Taking this a step further, we can find additional reason for the effect on large and small budget movies in that movie tickets are considered to have an inelastic price. Having an inelastic price means that changes in price result in a relatively small change in amount sold. For movie theaters this means that changing the ticket price does not have a large effect on how many people attend the screening. Your average movie goer who goes to the theater once or twice a month is unlikely to change his habits drastically if his monthly movie budget goes up or down a few dollars. Thus, the concern for many movie goers is which movie to see—a decision highly based on awareness and cultural popularity by word-of-mouth and advertisements. Those who do desire high movie consumption are likely more affected by the price (unless they are rich). However, they are in a minority and do not affect the price.
Thus, the aggressive film downloaders with high movie consumption are unlikely to increase purchases even without file sharing as the price is fixed—the price is too high to consume at their desired / pirating level. As a result, these film pirates help create the popular and cultural foundation for the movie consumption level at the fixed price, while the possible increased consumption by eliminating piracy (individuals who would watch more but do not due to price) is low as the fixed cost would simply lead these individuals to other activities and hobbies.

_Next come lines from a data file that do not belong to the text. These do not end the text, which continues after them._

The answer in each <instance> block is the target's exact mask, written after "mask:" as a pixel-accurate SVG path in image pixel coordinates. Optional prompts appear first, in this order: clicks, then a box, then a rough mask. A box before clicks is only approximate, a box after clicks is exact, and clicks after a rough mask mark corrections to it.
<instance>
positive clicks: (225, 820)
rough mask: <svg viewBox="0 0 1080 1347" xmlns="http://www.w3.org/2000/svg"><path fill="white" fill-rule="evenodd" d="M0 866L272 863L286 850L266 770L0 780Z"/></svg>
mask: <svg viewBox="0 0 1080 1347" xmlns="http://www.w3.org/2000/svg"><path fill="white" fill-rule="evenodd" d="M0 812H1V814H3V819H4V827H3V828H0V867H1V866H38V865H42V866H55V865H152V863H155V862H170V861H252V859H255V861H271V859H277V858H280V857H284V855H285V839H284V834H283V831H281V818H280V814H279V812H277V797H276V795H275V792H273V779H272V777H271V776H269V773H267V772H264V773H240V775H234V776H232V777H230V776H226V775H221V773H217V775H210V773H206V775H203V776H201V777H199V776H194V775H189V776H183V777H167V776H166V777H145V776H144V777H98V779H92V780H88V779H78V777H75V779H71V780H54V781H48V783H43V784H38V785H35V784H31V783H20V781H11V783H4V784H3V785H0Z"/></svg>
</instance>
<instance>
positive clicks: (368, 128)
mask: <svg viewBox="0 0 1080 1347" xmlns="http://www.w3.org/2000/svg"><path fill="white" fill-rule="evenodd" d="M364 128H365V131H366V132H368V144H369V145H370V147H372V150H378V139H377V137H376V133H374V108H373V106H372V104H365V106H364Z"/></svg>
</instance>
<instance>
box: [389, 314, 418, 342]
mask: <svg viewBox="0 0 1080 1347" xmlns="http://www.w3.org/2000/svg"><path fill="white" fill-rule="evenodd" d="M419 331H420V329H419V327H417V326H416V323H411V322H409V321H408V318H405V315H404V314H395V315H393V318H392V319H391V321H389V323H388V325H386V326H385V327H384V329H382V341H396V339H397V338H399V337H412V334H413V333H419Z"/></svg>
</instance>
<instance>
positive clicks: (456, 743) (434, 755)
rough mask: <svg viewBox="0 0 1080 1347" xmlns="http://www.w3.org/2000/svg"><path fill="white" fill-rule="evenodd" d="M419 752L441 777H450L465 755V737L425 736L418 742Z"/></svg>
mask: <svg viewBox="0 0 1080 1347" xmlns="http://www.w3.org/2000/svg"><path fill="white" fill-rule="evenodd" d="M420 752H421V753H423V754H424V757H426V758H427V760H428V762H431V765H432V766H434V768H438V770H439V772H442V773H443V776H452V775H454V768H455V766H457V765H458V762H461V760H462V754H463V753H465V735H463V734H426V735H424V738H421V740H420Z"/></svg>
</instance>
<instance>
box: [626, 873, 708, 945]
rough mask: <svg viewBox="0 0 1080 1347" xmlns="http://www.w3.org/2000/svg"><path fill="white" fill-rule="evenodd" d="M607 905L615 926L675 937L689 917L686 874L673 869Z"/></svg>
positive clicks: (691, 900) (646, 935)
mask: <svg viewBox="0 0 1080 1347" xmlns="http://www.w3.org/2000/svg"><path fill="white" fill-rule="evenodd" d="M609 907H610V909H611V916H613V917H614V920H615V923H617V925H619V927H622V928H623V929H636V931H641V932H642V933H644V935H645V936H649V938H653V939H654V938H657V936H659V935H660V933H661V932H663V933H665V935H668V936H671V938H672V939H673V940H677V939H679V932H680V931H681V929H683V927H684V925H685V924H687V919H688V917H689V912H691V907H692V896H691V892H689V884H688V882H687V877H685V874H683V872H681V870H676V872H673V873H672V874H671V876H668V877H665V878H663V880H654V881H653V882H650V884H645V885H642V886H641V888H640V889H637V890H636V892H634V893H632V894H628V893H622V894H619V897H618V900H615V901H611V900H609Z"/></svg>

This falls under a persuasive view of advertisement that says ads are not only important for popularity and making the price more inelastic, “but also presents a barrier to entry that is especially important when economies of scale come into play” (emphasis added)1. The larger the barrier to entry the more difficult competition, a cornerstone of capitalism, has. Many economists argue that cartels (businesses working together – i.e. the MPAA) cannot last long as inherent competition of capitalism will lead to their separation. The six businesses of the MPAA have been able to take up to 85% or more of global and domestic box office sales. The oligopoly (monopoly of several or more) status of the MPAA is partly reinforced by the quasi-monopoly quality of having the only “must-see” movies, which is further supporting by being the only producers able to afford mass ad campaigns. The closure of Megaupload affords more oversight on cultural popularity to those who hold the budget and the ads, and forfeits the social element of sampling and developing our own cultural interests in a more organic manner.